• Author(s): Tianqi Liu, Guangcong Wang, Shoukang Hu, Liao Shen, Xinyi Ye, Yuhang Zang, Zhiguo Cao, Wei Li, Ziwei Liu

The paper introduces MVSGaussian, a novel approach for 3D Gaussian representation derived from Multi-View Stereo (MVS) that efficiently reconstructs unseen scenes. This method is designed to enhance the performance of 3D scene reconstruction and view synthesis through several key innovations.

Firstly, MVSGaussian utilizes MVS to encode geometry-aware Gaussian representations, which are then decoded into Gaussian parameters. This encoding process ensures that the geometric details of the scenes are accurately captured and represented. Secondly, the approach incorporates a hybrid Gaussian rendering technique that combines efficient volume rendering with novel view synthesis. This integration allows for high-quality rendering of new views with improved efficiency.

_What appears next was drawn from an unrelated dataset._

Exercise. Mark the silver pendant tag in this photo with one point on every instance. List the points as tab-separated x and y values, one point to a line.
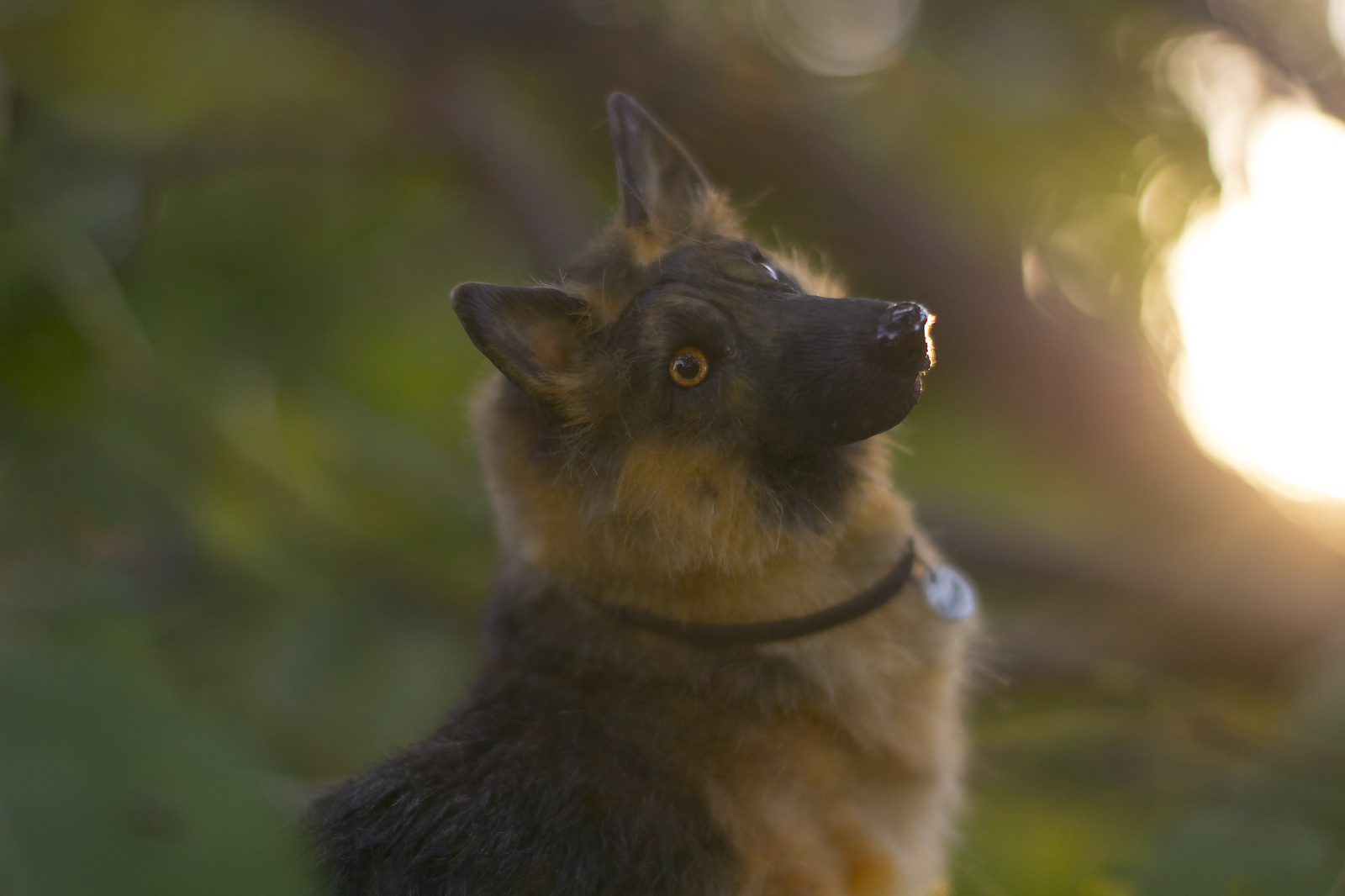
950	593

To facilitate rapid fine-tuning for specific scenes, MVSGaussian introduces a multi-view geometric consistent aggregation strategy. This strategy effectively aggregates point clouds generated by the generalizable model, providing a robust initialization for per-scene optimization. This feature significantly reduces the time required for fine-tuning, enabling real-time rendering with superior synthesis quality.

Compared to previous generalizable NeRF-based methods, which typically require minutes for fine-tuning and seconds for rendering each image, MVSGaussian achieves real-time rendering with enhanced synthesis quality. Additionally, it outperforms the vanilla 3D-GS in terms of view synthesis quality while requiring less computational cost for training.
Extensive experiments conducted on various datasets, including DTU, Real Forward-facing, NeRF Synthetic, and Tanks and Temples, demonstrate that MVSGaussian achieves state-of-the-art performance. The results validate its generalizability, real-time rendering speed, and fast per-scene optimization capabilities.

In summary, MVSGaussian represents a significant advancement in 3D scene reconstruction and view synthesis. Its innovative use of MVS for encoding Gaussian representations, combined with hybrid Gaussian rendering and efficient fine-tuning strategies, sets a new benchmark for performance and efficiency in this field.